# what is a gag bit?



## noddy (Apr 1, 2010)

Gags are defined by the movement of the shank/rope through the bit ring. They are sometimes known as elevator bits, and cause pressure to the mouth and poll in a vice-like way - the tighter you pull, the tighter the circle of strap/bit through the mouth and over the head. As to being "horrible," that will always vary greatly as to the mouthpiece and the rider's hands. Gags can be anything from a fat hollow snaffle (nice) to twisted wire scissors (severely nasty). But some horses who may be a little stronger in a snaffle with the same mouth can benefit from a gag, and they can be quite popular for eventers.

Unlike other bits, gags are never used in conjunction with a curb chain, unlike other fixed-ring/elevator bits like the Kimberwick.

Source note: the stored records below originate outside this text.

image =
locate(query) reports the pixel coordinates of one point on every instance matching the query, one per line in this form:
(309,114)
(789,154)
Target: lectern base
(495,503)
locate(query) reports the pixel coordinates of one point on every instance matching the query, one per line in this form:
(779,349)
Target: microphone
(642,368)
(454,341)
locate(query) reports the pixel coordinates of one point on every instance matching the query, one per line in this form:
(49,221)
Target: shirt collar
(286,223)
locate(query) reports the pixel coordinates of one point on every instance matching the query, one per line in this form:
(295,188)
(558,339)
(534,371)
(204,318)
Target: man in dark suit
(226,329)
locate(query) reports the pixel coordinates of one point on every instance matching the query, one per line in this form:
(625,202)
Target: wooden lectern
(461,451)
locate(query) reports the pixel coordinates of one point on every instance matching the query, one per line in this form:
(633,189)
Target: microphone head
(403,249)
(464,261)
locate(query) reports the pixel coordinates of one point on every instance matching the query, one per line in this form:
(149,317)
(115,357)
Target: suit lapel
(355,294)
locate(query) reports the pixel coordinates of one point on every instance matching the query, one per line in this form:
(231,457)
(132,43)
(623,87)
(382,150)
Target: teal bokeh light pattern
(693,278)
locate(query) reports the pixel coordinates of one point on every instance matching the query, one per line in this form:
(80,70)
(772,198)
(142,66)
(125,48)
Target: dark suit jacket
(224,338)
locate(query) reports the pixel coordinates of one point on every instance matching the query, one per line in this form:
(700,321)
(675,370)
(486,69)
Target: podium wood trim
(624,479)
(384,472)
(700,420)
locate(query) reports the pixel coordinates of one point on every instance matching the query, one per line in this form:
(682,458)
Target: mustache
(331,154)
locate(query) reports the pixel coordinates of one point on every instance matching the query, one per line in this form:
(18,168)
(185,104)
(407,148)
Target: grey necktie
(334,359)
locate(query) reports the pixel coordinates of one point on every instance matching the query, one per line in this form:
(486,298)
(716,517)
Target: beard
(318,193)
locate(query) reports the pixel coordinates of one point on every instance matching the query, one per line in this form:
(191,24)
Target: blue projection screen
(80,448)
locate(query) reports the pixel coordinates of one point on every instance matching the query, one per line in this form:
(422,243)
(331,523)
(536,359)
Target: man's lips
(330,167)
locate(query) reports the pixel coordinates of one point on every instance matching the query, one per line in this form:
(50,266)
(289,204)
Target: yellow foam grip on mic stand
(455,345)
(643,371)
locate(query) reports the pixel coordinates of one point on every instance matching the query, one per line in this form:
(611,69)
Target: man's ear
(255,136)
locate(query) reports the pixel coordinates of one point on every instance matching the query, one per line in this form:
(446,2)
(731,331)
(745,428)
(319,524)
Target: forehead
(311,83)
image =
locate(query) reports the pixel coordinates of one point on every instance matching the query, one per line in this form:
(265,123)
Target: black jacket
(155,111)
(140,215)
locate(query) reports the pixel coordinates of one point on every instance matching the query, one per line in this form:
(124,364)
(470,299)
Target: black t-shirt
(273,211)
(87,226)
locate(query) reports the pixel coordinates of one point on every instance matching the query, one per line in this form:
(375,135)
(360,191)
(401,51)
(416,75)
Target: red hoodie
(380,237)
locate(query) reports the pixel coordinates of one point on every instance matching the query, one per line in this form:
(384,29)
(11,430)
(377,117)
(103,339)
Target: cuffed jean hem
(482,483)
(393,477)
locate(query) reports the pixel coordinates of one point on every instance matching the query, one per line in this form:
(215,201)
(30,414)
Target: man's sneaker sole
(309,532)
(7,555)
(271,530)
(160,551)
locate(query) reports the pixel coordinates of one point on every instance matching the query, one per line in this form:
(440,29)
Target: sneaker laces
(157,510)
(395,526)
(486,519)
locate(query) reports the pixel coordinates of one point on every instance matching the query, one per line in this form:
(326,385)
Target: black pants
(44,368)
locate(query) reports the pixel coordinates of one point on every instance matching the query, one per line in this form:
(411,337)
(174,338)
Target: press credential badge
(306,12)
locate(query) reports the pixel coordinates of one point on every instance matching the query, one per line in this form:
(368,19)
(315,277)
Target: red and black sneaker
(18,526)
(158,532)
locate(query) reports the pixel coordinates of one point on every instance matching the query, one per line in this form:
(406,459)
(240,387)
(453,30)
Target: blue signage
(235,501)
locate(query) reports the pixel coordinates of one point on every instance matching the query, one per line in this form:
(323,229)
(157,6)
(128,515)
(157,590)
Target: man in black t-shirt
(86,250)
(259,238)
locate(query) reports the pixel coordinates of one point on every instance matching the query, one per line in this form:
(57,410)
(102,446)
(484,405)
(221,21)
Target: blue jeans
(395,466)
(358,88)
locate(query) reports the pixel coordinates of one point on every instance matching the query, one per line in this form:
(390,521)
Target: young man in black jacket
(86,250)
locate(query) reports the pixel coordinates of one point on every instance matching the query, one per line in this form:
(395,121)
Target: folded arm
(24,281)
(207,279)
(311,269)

Gags come in three main styles, a running gag with a length of rope through the bit ring, an American style with a long shank, part of which moves through the bit to create the desired elevator effect, and the Dutch/Pessoa gag, in which the entire main bit ring rotates to lift the bit. Running gags are extremely popular for Polo, and are ridden with two reins. In other sports, gags are most often ridden with roundings or with only one rein.










RUNNING GAG











AMERICAN GAG











DUTCH GAG











WONDER GAG











ELEVATOR BIT











KIMBERWICKE


----------



## lilkitty90 (Nov 11, 2009)

haha i've always wanted to know this to. basically those all look like snaffles to me. besides from the outside part that doesn't go in the mouth. and the 3 piece one looks similar to a dogbone snaffle.. hmm when i first got my horse i just bought a pretty bit and used it and it works well for us... now i wonder what her bit REALLY is.... maybe i need to get some pictures


----------



## Juniper (May 4, 2007)

Thanks for the thorough answer.


----------



## Bandera (Jul 31, 2010)

Yeah i use an american gag for eventing. Pretty much gags are used in upper level jumping or eventing to keep a horse off the forehand and for leverage to slow them down. My gag is actually a waterford to so its prety severe but i tend to have soft giving hands and i only use it when i need it i.e. my 17hh warmblood x tb tank goes into a 25mph flat out gallop out of no where, then i used it lol.


----------



## Spastic_Dove (Oct 4, 2007)

The mouth pace isn't the part that applies the leverage, it's the parts that go outside the mouth that make the leverage, thats why they can look like snaffles which people commonly get confused about


----------



## Juniper (May 4, 2007)

Do they apply pressure to the poll as well as the mouth if you only attach the reins to the circle at the bottom of the shank? I always thought these bits were called Tom Thumb bits.


----------



## Spastic_Dove (Oct 4, 2007)

Tom thumbs are a leverage bit not a snaffle. Even though a lot of places call them "tom thumb snaffle" or something similar. 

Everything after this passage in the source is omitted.